In another study by Abbasi et al. conducted in 2012 in Iran, 70 patients who were candidates for FESS were randomly placed into two groups of 35. One group received tranexamic acid at a dose of 5 mg/kg and the other group received 15 mg/kg tranexamic acid diluted with saline up to a total volume of 100 mL through intravenous infusion over 10 minutes. The results revealed significant differences between the two groups in terms of surgical field quality and surgeon satisfaction (P<0.05). Moreover, the difference between two groups regarding amount of bleeding was statistically significant (P=0.03) (25). This study also confirms the superiority of systemic administration of tranexamic acid over topical use. In Canada, Langille et al. (2013) evaluated 28 patients with CRS. In the saline group, patients received normal saline intravenously and the intervention group received tranexamic acid diluted in normal saline intravenously. In this study, the rate of bleeding and Wormald grading was recorded. The results showed that adjuvant administration of intravenous tranexamic acid had no significant effect on reducing blood loss and improving surgical field during FESS (26); a conclusion consistent with our own study.

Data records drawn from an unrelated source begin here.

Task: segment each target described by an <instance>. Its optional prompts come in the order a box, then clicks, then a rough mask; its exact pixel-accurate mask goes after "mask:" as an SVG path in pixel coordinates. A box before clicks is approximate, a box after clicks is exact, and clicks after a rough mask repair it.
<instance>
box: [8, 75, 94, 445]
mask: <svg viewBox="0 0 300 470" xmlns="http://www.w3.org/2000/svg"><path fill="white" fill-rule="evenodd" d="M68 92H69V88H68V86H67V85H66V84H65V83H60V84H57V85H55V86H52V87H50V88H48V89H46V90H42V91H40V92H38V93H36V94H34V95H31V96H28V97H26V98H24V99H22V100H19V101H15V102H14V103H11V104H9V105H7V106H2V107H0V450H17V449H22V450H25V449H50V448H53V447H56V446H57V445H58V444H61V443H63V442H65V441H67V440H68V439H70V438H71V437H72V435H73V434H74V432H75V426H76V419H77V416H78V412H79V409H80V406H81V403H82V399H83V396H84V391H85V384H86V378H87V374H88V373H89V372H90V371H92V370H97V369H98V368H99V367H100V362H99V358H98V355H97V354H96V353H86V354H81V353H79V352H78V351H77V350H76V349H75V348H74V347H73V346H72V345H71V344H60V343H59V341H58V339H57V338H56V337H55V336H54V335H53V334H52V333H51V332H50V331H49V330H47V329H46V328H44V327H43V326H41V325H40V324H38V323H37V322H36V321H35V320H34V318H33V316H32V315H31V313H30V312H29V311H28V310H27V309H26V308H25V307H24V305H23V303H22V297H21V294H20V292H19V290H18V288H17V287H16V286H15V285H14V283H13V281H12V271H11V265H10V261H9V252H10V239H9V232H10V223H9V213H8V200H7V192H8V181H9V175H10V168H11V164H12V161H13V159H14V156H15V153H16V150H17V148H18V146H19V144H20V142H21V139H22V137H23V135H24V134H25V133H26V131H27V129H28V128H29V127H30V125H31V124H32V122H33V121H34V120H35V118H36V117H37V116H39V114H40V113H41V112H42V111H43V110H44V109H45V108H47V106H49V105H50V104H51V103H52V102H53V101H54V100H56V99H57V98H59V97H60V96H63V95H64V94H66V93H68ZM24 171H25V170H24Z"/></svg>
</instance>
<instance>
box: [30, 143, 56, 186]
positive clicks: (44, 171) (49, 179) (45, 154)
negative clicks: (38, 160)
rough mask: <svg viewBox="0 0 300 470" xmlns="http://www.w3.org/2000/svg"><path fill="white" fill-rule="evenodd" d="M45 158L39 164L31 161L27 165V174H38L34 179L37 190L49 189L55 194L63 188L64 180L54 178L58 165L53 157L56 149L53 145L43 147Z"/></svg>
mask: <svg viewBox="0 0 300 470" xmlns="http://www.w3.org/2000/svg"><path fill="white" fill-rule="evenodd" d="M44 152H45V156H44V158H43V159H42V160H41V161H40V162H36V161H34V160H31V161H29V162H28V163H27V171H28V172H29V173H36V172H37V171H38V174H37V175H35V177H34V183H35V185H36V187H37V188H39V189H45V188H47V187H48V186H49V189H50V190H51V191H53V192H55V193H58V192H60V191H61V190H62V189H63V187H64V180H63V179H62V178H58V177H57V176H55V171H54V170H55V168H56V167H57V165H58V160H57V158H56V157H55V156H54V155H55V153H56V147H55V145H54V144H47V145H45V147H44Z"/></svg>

In 2013, Eldaba et al. conducted a study in Egypt in 100 children aged 5–10 years who underwent FESS for CRS. The authors reported that intravenous administration of 25 mg/kg tranexamic acid in 10 mL of saline can decrease blood loss and improve the surgical field. This study also showed that a single dose of tranexamic acid bolus in pediatric patients can improve surgical field quality and decrease amount of blood loss during FESS (27).
In conclusion, the lack of effectiveness of tranexamic acid found in our study in contrast with its effectiveness in most reported studies (with the exception of Langille et al 2013) can be attributed to the method administration, since oral or intravenous administration of tranexamic acid can decrease blood loss and improve surgical field quality during FESS. On the other hand, topical application of tranexamic acid in the form of irrigation during surgery may lead to less systemic absorption and consequently less impact on the amount of bleeding, the surgical field quality, and surgeon satisfaction with the surgical field. Another possible reason for the lack of efficacy in our study may be the frequent resection of cells and left mucosa after each washing which has the effect of creating fresh wound sites with hemorrhagic properties up to the end of surgery.
Conclusion
Topical use of tranexamic acid (2 g/400 mL normal saline) administered through washing of the nasal mucosa during FESS had no significant effect in terms of reducing blood loss, improving surgical field, or qualitative evaluation of surgeon satisfaction. We would recommend further studies are conducted with larger sample sizes, higher drug concentrations, and other methods of administration such as spraying, or applying tranexamic acid soaked pledges.
Acknowledgment
This study was a part of medical resident thesis and was supported by a grant from Shahid Sadoughi University of Medical Sciences, Yazd, Iran. The authors are grateful to all those who helped us in this study.